Consider if technology enhances client relationships
Would you have believed, twenty years ago, that video calls might actually improve your client relationships? Emily Windsor certainly wouldn't have, but that's exactly what she found.
"It is interesting that one side effect of the increased use of technology is that I 'see' my clients more frequently than I used to, and I think that has proved to be positive for building relationships," she reveals.
With digital tools, client interactions happen more often and more naturally. Quick questions get answered right away. Updates don't wait for formal meetings. Distance doesn't matter anymore.
Lots of lawyers notice clients seem more relaxed on video calls from their homes than they do sitting nervously in formal chambers. Sometimes technology doesn't erode human connection - it strengthens it.
Question whether technology suits each specific context
One thing Emily Windsor emphasizes: not all legal work benefits from the same technology. You need to match the tool to the task.
"Short hearings, one- or two-hour hearings, and case management hearings, things not involving witnesses work very well online a lot of the time," she observes. "Hearings involving a judge evaluating live witness evidence, much less so. Some witnesses can struggle with the technology or the bundles, and it is much harder to help them in this hearing format."
Simple procedural stuff?

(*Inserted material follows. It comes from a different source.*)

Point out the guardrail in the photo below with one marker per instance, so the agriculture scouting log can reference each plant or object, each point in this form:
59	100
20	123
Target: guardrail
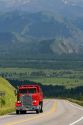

Do it virtually. Cross-examining a hostile witness? Better in person. Heavy document review? Electronic is faster. Sensitive client discussions? Sometimes face-to-face still wins.
The pace of work has sped up dramatically too. "When I first joined the Bar, people wrote to each other with letters. Barristers who typed opinions on computers for themselves rather than with a secretary were thought to be quite modern," Windsor recalls. Now everyone expects responses within hours, not days.
Technical skill has also become part of being a good lawyer. "Clear audio is actually more important than perfect video. Judges can tolerate video glitches, but if they can't hear submissions clearly, the hearing becomes impossible," Windsor explains. Even brilliant legal arguments fall flat with poor technical execution.
Emily Windsor sees technology reshaping how lawyers connect with each other too: "This has also enabled changes in the way we interact as colleagues, and we now regularly hold Chambers meetings or engage in CPD online. This has led to a greater sense of inclusivity in some ways, particularly for those who work more from home, although I don't think any remote experience is a complete substitute for interacting in person some of the time."